The semisub Transocean Leader drilled well 16/2-9S in 116 m (380 ft) water depth on Aldous Major North, a separate structure in the northern part of the PL 265 license. Samples taken from the well proved a thin oil column of up to 8 m (26 ft) in the Upper Jurassic (Draupne) formation.
Reservoirs rocks and quality were much poorer than expected, according to the Norwegian Petroleum Directorate.

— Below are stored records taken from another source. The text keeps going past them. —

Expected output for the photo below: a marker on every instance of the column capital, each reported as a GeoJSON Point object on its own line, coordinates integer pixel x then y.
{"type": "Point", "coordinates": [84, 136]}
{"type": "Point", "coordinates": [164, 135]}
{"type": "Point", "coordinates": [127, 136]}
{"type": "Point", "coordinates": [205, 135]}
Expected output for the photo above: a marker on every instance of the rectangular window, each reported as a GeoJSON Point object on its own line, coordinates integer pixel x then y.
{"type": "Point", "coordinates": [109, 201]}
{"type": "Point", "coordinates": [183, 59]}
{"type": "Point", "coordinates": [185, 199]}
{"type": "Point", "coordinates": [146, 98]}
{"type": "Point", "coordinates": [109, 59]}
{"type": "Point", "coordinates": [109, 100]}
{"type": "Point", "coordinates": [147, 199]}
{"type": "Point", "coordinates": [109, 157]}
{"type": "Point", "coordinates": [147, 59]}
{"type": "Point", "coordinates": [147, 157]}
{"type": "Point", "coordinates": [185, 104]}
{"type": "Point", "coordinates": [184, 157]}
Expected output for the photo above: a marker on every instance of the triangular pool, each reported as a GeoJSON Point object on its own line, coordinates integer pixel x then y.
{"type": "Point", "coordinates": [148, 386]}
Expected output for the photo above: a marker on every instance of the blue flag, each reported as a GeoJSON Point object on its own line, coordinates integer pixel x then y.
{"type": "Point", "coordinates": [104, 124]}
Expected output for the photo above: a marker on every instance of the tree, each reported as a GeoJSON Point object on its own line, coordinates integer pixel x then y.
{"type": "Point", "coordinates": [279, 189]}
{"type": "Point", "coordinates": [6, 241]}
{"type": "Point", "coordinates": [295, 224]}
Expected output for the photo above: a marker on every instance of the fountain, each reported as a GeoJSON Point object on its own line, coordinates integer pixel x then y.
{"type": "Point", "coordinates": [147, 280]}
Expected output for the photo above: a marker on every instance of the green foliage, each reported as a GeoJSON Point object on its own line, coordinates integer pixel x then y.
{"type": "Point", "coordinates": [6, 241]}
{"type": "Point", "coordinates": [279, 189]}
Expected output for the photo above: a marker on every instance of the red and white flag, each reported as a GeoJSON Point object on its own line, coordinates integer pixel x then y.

Small-scale formation tests revealed limited flow properties.
However, partner Det norske oljeselskap points out that the oil was encountered within the depth interval of the oil column in Aldous Major South, which supports prior analysis of a regional continuous oil accumulation in blocks 16/2 and 16/3.
The partners are therefore considering further exploration drilling on Aldous Major North in 2012 in order to clarify potential in other parts of the structure.
“Statoil has previously communicated that the combined Aldous Major South and Avaldsnes discoveries may constitute an oil structure of between 500 and 1,200 MMbbl of recoverable oil equivalents, and we stand firm on this estimate,” said Gro G. Haatvedt, Statoil’s senior vice president for exploration on the Norwegian continental shelf.
Following completion of operations, the rig will return to Aldous Major South to drill appraisal well 16/2-10.
“An appraisal well on Aldous Major South demonstrates that we have great faith in the area’s potential and that the partnership would like to see speedy clarification of the total resource potential in order to secure the rapid development of this discovery,” Haatvedt added.
Statoil operates PL 265 in partnership with Petoro, Det norske oljeselskap, and Lundin.